O suicídio, é o ato de causar a própria morte de forma intencional, está associado a pensamentos fantasiosos de controle, libertação, reencontro ou punição.

Freud dizia que o ato de suicidar-se era uma maneira de matar um objeto de raiva e rancor, que representava uma violência interiorizada cometida contra si, mas destinada a outrem. São inúmeras as teorias que tentam destrinchar o suicídio e no fim, talvez seja a soma de todas que resulte em um desfecho final tão abrupto e fatídico.

FATORES DE RISCO

Grande parte das pessoas que cometem o suicídio convivem com um transtorno mental subjacente como depressão grave, bipolaridade ou esquizofrenia, e acreditam que retirando a própria vida estão optando pela solução que vai livrá-las de toda dor e sofrimento que estão passando. O ato pode ser feito em um impulso, um momento de perda de controle e ação impensada, também pode ser consequência de um surto psicótico, ou pode ser planejado detalhadamente por um longo tempo antes do desfecho final.

CARÁTER MULTIFATORIAL

Apesar da causalidade ainda não ser totalmente conhecida e ter um caráter multifatorial, muitos são os fatores que fazem com que uma pessoa seja mais suscetível ou vulnerável ao ato. Traumas de infância como abandono, negligência e violência, representam um dos cenários mais presentes em vítimas de suicídio, uma vez que quanto mais precoce são as experiências traumáticas, mais profundas são suas consequências. Isso não quer dizer que uma pessoa que passou por uma experiência traumática cometerá o suicídio, mas sim que essas pessoas são mais vulneráveis a isso.

EXPERIÊNCIAS NEGATIVAS

Outras experiências dolorosas como bullying, abusos sexuais, físicos e psicológicos, divórcios conturbados e famílias disfuncionais, são recorrentemente encontrados no histórico de pessoas suicidas.
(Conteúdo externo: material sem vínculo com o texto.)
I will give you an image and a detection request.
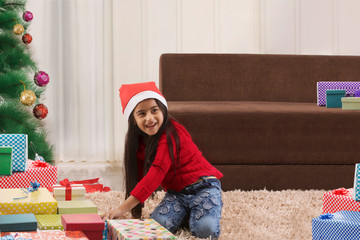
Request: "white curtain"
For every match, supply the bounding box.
[26,0,126,163]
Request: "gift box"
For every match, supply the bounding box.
[341,97,360,110]
[0,160,57,189]
[1,230,88,240]
[316,81,360,106]
[107,219,175,240]
[53,179,86,201]
[312,211,360,240]
[322,188,360,213]
[0,213,37,232]
[58,200,97,214]
[35,214,64,230]
[0,134,28,172]
[0,188,57,215]
[326,90,345,108]
[0,147,12,175]
[352,163,360,201]
[61,213,105,240]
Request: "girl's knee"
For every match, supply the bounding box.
[190,216,220,239]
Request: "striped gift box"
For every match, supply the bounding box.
[0,160,57,188]
[323,188,360,213]
[312,211,360,240]
[0,134,28,172]
[317,82,360,106]
[352,163,360,201]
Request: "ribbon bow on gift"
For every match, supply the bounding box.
[0,233,31,240]
[33,159,49,167]
[320,213,334,219]
[13,180,40,200]
[332,188,349,195]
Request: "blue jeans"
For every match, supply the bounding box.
[150,177,223,239]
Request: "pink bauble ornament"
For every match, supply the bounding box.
[23,11,33,22]
[33,103,48,119]
[34,71,50,87]
[20,90,36,106]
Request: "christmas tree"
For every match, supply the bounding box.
[0,0,53,162]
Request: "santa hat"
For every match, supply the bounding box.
[119,82,167,119]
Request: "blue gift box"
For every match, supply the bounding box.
[0,134,28,172]
[0,213,37,232]
[312,211,360,240]
[352,163,360,201]
[326,90,346,108]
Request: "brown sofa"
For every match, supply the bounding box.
[160,54,360,190]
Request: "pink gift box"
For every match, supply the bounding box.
[1,230,89,240]
[0,160,57,189]
[323,188,360,214]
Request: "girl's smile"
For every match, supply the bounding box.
[134,99,164,136]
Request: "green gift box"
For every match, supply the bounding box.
[58,200,97,214]
[35,214,64,230]
[0,147,12,175]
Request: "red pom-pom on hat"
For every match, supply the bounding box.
[119,82,167,118]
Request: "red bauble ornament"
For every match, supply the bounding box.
[33,103,48,120]
[22,33,32,44]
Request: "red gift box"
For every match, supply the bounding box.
[61,213,105,240]
[323,188,360,214]
[0,160,57,189]
[49,178,111,193]
[1,230,89,240]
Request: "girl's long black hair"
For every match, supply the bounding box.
[124,99,180,218]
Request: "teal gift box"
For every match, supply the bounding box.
[312,211,360,240]
[0,213,37,232]
[0,147,12,175]
[326,90,346,108]
[0,134,28,172]
[352,163,360,201]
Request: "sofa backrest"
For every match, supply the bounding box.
[160,53,360,102]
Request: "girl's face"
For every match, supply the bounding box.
[133,99,164,136]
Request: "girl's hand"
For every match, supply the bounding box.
[100,207,124,221]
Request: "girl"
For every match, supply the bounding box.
[102,82,223,239]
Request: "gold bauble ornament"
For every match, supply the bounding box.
[20,90,36,106]
[13,24,24,35]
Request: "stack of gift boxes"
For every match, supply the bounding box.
[317,82,360,110]
[0,134,175,240]
[312,164,360,239]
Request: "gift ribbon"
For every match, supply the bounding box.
[332,188,349,195]
[13,180,40,200]
[320,213,334,219]
[60,178,71,201]
[33,159,49,167]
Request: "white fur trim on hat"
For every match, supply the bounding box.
[124,91,168,119]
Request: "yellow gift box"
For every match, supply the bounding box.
[0,188,57,215]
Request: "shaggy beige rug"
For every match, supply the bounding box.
[86,190,326,240]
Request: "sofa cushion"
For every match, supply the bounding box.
[168,101,360,165]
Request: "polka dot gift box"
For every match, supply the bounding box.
[107,219,175,240]
[0,188,57,215]
[312,211,360,240]
[0,134,28,172]
[323,188,360,213]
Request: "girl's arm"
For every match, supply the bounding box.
[101,195,140,220]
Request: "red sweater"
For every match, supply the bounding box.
[130,120,223,203]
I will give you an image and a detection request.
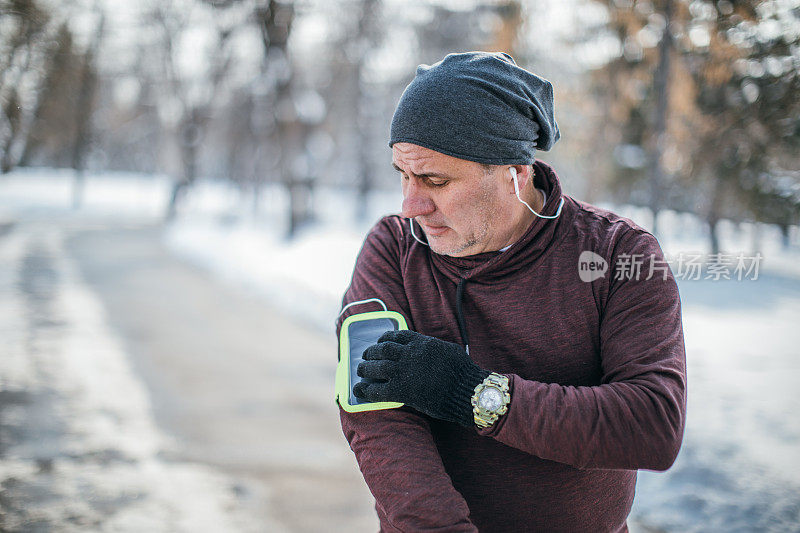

Acredita-se que muitas vezes o suicídio deriva de um estímulo que remeta a uma dor ou sofrimento profundo ou que seja uma consequência do acúmulo de emoções e experiências negativas. Algumas pessoas suicidas presenciaram o suicídio de um familiar ou tem histórico de suicídio na família.

ATENÇÃO AOS SINAIS

Pessoas com tendências suicidas costumam pensar muito na morte e não veem razão ou sentido em viver, têm um discurso pessimista e não falam sobre o futuro, nem se imaginam tendo um. Essas pessoas costumam ser inseguras e ter baixa autoestima. Se isolam, não sentem-se compreendidas, carregam um forte sentimento de culpa e, muitas vezes, podem achar a própria existência inútil e desprezível.
Muitas vezes recorrem ao autoflagelo através de mutilações e podem falar em tom de despedida. Todas essas mudanças de comportamento e humor podem ocorrer abruptamente ou se desenvolverem aos poucos, por isso é importante ficar atento aos sinais.

COMO EVITAR

A melhor forma de evitar o suicídio é tratar os possíveis transtornos psiquiátricos subjacentes com medicamentos (antidepressivos, ansiolíticos, antipsicóticos) e psicoterapia. O monitoramento de pessoas com tendências suicidas é muito importante, assim como o apoio familiar. Manter um diálogo aberto e fortalecer os vínculos são fundamentais para as pessoas que pensam em cometer o ato.
Restaurar a vontade de viver, incentivar sonhos e atividades que costumavam ser prazerosas para pessoas podem representar um reforço positivo muito necessário nessas horas, assim como lembrar que a pessoa não está sozinha e que terá o apoio que precisar independentemente do que estiver passando.

CIRCUNSTÂNCIAS IMPREVISÍVEIS

E apesar de tudo, os familiares e profissionais envolvidos devem estar sempre atentos, pois o suicídio costuma ser imprevisível e não há 100% de certeza que uma pessoa que pensa no ato não vá chegar às vias de fato. A família deve fazer o possível e não se culpar pelas circunstâncias.